I think the set_intersection STL function described here: http://www.cplusplus.com/reference/algorithm/set_intersection/ is not really a set intersection in the mathematical sense. Suppose that the examples given I change the lines:

int first[] = {5,10,15,20,20,25};
int second[] = {50,40,30,20,10,20};

I would like to get 10 20 20 as a result. But I only get unique answers. Is there a true set intersection in STL?

I know it's possible with a combination of merges and set_differences, btw. Just checking if I'm missing something obvious.

Answer 1

set_intersection requires both ranges to be sorted. In the data you've given, second is not sorted.

If you sort it first, you should get your expected answer.

Answer 2

I would like to get 10 20 20 as a result. But I only get unique answers. Is there a true set intersection in STL?

std::set_intersection works how you want.

You probably get the wrong answer because you didn't update the code properly. If you change the sets to have 6 elements you need to update the lines that sort them:

std::sort (first,first+5);   // should be first+6
std::sort (second,second+5); // should be second+6

And also change the call to set_intersection to use first+6 and second+6. Otherwise you only sort the first 5 elements of each set, and only get the intersection of the first 5 elements.

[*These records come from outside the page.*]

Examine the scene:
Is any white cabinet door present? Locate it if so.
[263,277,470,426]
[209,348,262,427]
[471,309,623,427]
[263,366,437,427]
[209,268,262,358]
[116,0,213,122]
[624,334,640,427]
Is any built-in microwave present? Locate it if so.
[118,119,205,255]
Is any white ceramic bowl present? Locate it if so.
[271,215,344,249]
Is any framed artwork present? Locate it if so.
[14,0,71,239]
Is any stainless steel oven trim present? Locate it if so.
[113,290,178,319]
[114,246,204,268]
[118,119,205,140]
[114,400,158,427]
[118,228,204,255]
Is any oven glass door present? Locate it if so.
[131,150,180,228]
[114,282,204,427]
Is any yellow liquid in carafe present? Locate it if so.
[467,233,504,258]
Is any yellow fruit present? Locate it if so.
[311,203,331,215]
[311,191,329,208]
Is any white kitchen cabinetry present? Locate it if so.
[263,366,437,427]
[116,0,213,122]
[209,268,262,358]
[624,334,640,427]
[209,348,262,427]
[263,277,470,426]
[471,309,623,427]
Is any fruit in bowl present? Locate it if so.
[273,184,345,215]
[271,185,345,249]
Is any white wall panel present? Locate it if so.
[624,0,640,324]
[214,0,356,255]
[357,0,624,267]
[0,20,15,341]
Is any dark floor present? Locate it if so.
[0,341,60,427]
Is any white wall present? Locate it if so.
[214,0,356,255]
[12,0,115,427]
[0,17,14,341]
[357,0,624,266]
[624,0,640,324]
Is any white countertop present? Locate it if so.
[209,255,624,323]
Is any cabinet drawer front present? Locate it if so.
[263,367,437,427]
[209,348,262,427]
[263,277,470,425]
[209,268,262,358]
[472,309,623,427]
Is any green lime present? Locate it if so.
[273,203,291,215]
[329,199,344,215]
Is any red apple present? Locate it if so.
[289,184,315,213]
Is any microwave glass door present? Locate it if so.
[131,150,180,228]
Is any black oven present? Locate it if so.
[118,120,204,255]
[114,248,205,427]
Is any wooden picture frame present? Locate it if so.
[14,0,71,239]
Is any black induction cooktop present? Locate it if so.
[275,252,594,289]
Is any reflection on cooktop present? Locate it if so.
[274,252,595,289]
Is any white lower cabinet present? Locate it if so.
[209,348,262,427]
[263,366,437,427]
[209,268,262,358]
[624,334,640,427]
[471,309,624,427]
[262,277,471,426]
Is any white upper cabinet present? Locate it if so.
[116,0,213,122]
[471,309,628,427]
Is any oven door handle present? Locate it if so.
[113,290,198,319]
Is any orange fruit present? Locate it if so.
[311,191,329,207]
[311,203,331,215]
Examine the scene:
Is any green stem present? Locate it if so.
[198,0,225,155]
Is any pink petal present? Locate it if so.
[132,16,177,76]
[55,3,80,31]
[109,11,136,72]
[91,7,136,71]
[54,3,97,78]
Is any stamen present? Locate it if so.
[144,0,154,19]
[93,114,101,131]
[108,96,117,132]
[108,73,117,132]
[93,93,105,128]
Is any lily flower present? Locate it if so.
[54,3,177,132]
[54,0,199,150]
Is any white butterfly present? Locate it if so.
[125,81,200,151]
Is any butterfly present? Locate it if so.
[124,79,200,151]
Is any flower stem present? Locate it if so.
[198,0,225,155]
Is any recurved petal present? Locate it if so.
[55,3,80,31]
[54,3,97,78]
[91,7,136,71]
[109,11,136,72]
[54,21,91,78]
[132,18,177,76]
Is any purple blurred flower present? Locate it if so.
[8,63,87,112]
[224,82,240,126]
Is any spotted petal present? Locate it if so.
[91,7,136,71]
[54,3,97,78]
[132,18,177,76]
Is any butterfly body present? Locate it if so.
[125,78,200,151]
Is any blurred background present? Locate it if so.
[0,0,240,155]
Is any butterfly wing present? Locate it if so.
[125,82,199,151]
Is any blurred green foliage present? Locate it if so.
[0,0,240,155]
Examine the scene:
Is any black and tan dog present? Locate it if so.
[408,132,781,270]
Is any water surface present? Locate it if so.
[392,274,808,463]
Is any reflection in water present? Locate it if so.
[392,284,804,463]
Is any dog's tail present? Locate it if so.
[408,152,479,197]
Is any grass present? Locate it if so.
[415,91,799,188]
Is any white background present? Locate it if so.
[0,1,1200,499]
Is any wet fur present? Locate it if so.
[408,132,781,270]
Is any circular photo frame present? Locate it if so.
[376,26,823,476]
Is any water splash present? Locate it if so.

Obviously if you don't include the repeated value in the input, it won't be in the output. If you change the code correctly to include all the input values it will work as you want (live example).

cplusplus.com is not a good reference, if you look at http://en.cppreference.com/w/cpp/algorithm/set_intersection you will see it clearly states the behaviour for repeated elements:

If some element is found m times in [first1, last1) and n times in [first2, last2), the first std::min(m, n) elements will be copied from the first range to the destination range.

Even the example at cplusplus.com is bad, it would be simpler, and harder to introduce your bug, if it was written in idiomatic modern C++:

#include <iostream>     // std::cout
#include <algorithm>    // std::set_intersection, std::sort
#include <vector>       // std::vector

int main () {
  int first[] = {5,10,15,20,20,25};
  int second[] = {50,40,30,20,10,20};

  std::sort(std::begin(first), std::end(first));
  std::sort(std::begin(second), std::end(second));

  std::vector<int> v;
  std::set_intersection(std::begin(first), std::end(first),
                        std::begin(second), std::end(second),
                        std::back_inserter(v));                                               

  std::cout << "The intersection has " << v.size() << " elements:\n";
  for (auto i : v)
    std::cout << ' ' << i;
  std::cout << '\n';
}

This automatically handles the right number of elements, without ever having to explicitly say 5 or 6 or any other magic number, and without having to create initial elements in the output vector and then resize it to remove them again.